During the last three decades President Alberto Fernández has undergone various incarnations, ranging from being a local candidate of the market hero Domingo Cavallo through a highly pragmatic Cabinet Chief to becoming an echo chamber for the leftist populism of his Vice-President Cristina Fernández de Kirchner with his next change of costume still a work in progress, but one political trait remains constant – a definite taste for procrastination. A fault which seems contagious because it has permeated the negotiations of his Economy Minister Martín Guzmán with the International Monetary Fund (IMF) during the last two years while the loss of credibility suffered by both men seems in turn to have been contagious for the IMF chief Kristalina Georgieva.
After the year has been largely a waiting game for the midterms, now that these have at last delivered their clear enough verdict, a further fortnight has passed by without too much happening – the government claims to have got the memo from the voters (while airbrushing any admission of defeat) but all we have had since are some more mixed messages not accompanied by any decisive action. On the one hand, implying that double severance and a ban on dismissals will not be continuing into the new year looks like moving in a moderate direction, removing a couple of the many burdens on business companies. But on the other hand, currency controls have only tightened since the midterms with the ban on quota financing for spending abroad slapped on credit cards as the week closed, spelling doom for many summer holiday plans – perhaps indispensable for giving the reserves enough oxygen to arrive at an IMF agreement but still taking the country ever further away from the normal practices of a market economy.
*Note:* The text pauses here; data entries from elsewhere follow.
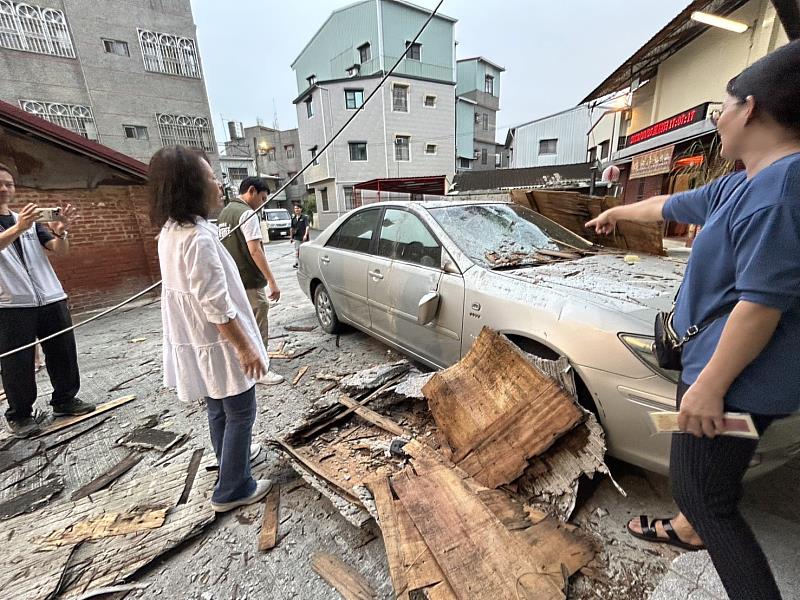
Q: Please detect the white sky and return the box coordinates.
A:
[192,0,688,149]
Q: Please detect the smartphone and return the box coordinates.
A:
[36,208,61,223]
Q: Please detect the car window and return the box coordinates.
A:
[325,210,380,254]
[378,208,442,268]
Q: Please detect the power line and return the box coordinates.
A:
[0,0,444,358]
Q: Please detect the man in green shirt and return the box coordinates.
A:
[218,177,284,385]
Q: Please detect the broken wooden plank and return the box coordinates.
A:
[258,484,281,552]
[70,452,142,501]
[311,552,375,600]
[292,365,311,385]
[423,327,583,488]
[120,427,183,452]
[178,448,203,505]
[36,508,169,549]
[0,480,64,520]
[34,394,136,438]
[392,466,565,600]
[339,396,411,439]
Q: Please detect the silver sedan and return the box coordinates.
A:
[298,201,800,476]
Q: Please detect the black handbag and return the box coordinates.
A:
[653,302,738,371]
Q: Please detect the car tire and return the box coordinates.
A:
[314,283,342,333]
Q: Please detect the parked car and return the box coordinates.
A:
[262,208,292,240]
[298,201,800,476]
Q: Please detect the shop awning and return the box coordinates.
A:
[353,175,448,196]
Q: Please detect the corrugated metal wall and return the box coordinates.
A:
[511,106,591,168]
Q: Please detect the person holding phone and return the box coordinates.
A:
[0,164,95,437]
[149,146,272,512]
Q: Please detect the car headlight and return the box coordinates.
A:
[619,333,681,383]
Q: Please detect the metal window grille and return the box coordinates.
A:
[394,135,411,161]
[156,113,216,152]
[0,0,75,58]
[19,100,99,140]
[392,85,408,112]
[138,29,201,79]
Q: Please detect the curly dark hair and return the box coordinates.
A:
[148,146,214,227]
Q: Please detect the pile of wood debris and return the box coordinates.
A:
[275,329,624,600]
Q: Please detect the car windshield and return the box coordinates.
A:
[429,204,592,269]
[267,210,292,221]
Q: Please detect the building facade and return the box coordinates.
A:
[587,0,800,214]
[456,56,505,171]
[292,0,456,227]
[0,0,218,164]
[220,122,308,208]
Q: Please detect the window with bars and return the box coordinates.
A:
[156,113,216,152]
[392,83,408,112]
[483,75,494,96]
[138,29,201,79]
[0,0,75,58]
[406,42,422,60]
[358,42,372,65]
[19,100,100,140]
[103,39,131,56]
[394,135,411,162]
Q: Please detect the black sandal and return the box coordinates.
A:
[627,515,706,552]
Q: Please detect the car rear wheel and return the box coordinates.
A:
[314,283,341,333]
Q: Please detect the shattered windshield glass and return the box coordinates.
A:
[429,204,592,269]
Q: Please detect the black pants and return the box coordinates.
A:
[0,300,81,421]
[670,383,781,600]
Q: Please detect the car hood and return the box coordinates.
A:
[498,253,686,321]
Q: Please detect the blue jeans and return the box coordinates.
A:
[206,386,256,503]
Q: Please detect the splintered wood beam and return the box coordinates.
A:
[70,452,142,501]
[311,552,375,600]
[258,484,281,552]
[34,394,136,438]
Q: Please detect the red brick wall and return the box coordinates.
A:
[14,186,160,312]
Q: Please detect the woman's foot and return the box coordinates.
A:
[211,479,272,512]
[628,513,705,550]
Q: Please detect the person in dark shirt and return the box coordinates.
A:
[291,204,311,269]
[587,41,800,600]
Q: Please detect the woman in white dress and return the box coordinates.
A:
[149,146,272,512]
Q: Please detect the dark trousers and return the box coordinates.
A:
[206,387,256,503]
[0,300,81,421]
[670,383,781,600]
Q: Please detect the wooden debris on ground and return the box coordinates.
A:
[311,552,375,600]
[119,427,183,452]
[292,365,311,386]
[423,328,583,488]
[0,452,216,600]
[34,394,136,438]
[258,484,281,552]
[70,452,143,501]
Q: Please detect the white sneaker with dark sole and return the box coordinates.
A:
[211,479,272,512]
[258,371,286,385]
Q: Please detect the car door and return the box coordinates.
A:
[319,208,381,327]
[367,208,464,366]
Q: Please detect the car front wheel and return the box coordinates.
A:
[314,283,341,333]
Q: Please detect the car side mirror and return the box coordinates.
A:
[417,292,439,325]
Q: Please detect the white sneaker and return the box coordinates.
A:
[211,479,272,512]
[258,371,286,385]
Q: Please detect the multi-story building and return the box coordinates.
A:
[456,56,505,171]
[0,0,218,163]
[292,0,456,227]
[220,122,307,208]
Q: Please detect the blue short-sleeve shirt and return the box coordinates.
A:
[663,154,800,414]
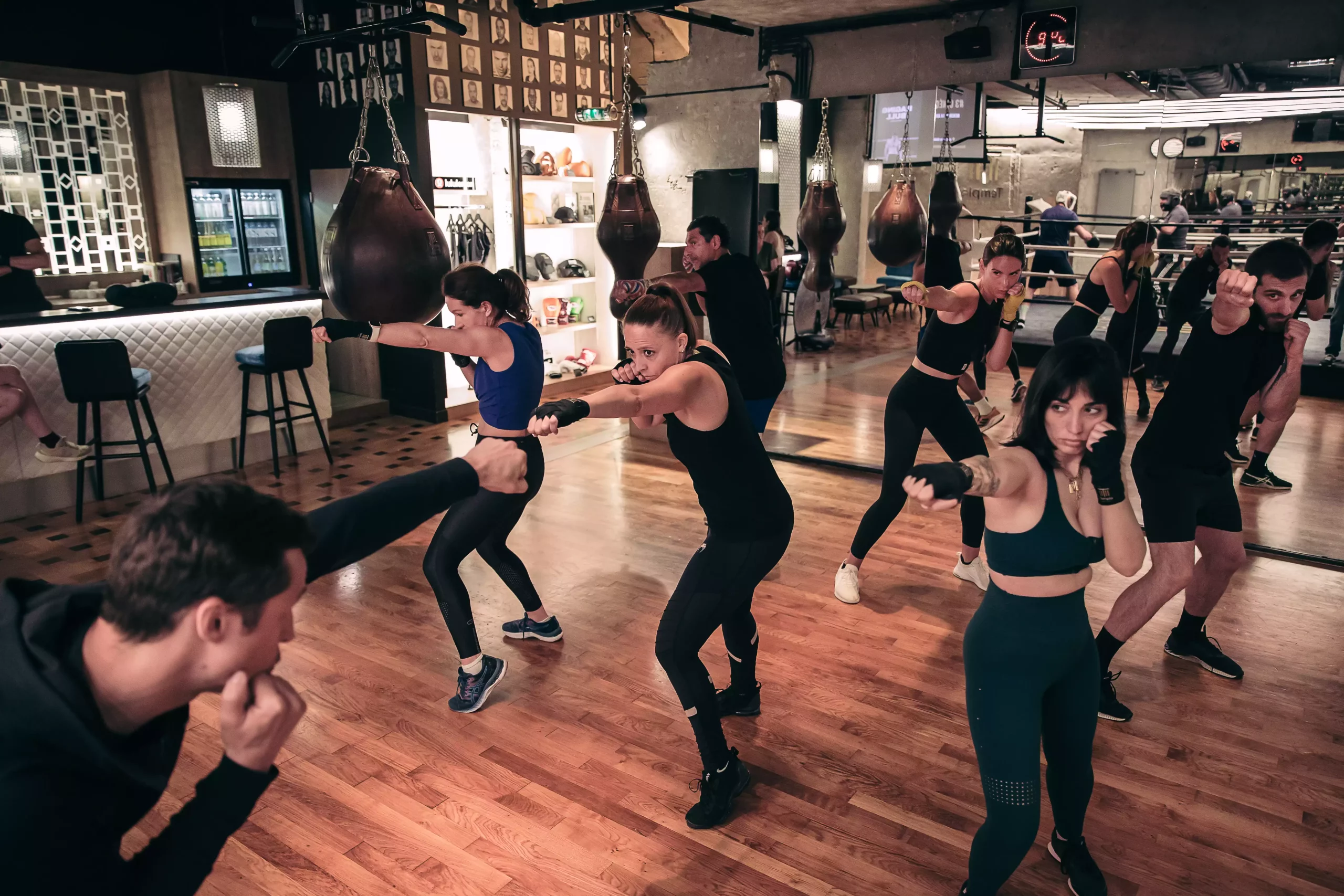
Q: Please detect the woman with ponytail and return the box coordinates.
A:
[313,263,551,712]
[528,283,793,827]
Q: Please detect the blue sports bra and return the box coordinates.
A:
[985,470,1106,576]
[476,321,545,430]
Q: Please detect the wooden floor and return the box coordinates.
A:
[0,321,1344,896]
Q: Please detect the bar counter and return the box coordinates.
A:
[0,288,331,520]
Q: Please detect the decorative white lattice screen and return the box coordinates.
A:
[0,79,149,274]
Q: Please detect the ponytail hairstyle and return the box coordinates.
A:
[444,262,532,324]
[1110,220,1157,258]
[980,230,1027,270]
[625,283,695,352]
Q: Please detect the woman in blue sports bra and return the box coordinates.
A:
[903,339,1148,896]
[313,263,551,712]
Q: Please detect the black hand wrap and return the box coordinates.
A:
[907,462,970,501]
[1083,430,1125,507]
[313,317,374,343]
[532,398,589,426]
The current inaction is not supposed to continue indefinitely – President Fernández has announced that a macro-economic plan spanning several years will be submitted to the new Congress next month with Guzmán optimistic that he can translate it into an agreement with the IMF at a very early stage in the new year, well before US$4 billion already way beyond Argentina’s net reserves falls due in March. Yet neither a plan nor an agreement worthy of the name can be concluded in so little time and nor should this plan be automatically assumed to be what the IMF envisages. With the withdrawal of his vice-presidential sponsor from an adverse political scenario, President Fernández has more freedom of action than at any point since his record popularity in the first stages of quarantine but there is no knowing how long that window of opportunity will last and he needs to make the most of it.
As things now stand, he has probably left it too late in any case. This week’s country risk topping 1,800 points (a record since last year’s agreement with private bondholders) represents the costs of inaction although this indicator should not be overrated – as the Mauricio Macri administration demonstrated, it will take more than months or years of fiscal surplus and obedience to financial ground rules to win back the confidence of the international investment community. In any event time is lacking for either a plan or agreement contemplating all the fine print of interlinked indicators – rather than anything serious or sustainable, the two sides are more likely to reach a minimalist agreement setting targets for symptomatic areas like inflation and the fiscal deficit rather than the structural in order to sidestep a default crisis which nobody wants.
The government still has a Plan B for not being able to restructure its debt with the IMF – or rather a Plan C (for China). Ever since the visit of Hu Jintao in 2004 with talk of US$20 billion worth of Chinese investments (which never materialised), the idea of tapping into the superpower’s reserves totalling almost US$4 trillion has been around as an instant solution to most problems on a par with Vaca Muerta shale. But however elusive the material gains (and meanwhile there is a substantial trade deficit with China), the People’s Republic is always useful as a ploy for pressuring Washington as the IMF’s leading shareholder into backing a favourable agreement.
Yet the dangers of playing these two sides against each other is that such ambiguous policy with its multiple messages is beyond the time frame of global decision-makers sharing their attention with over 200 other countries and the government ends up with neither in isolation.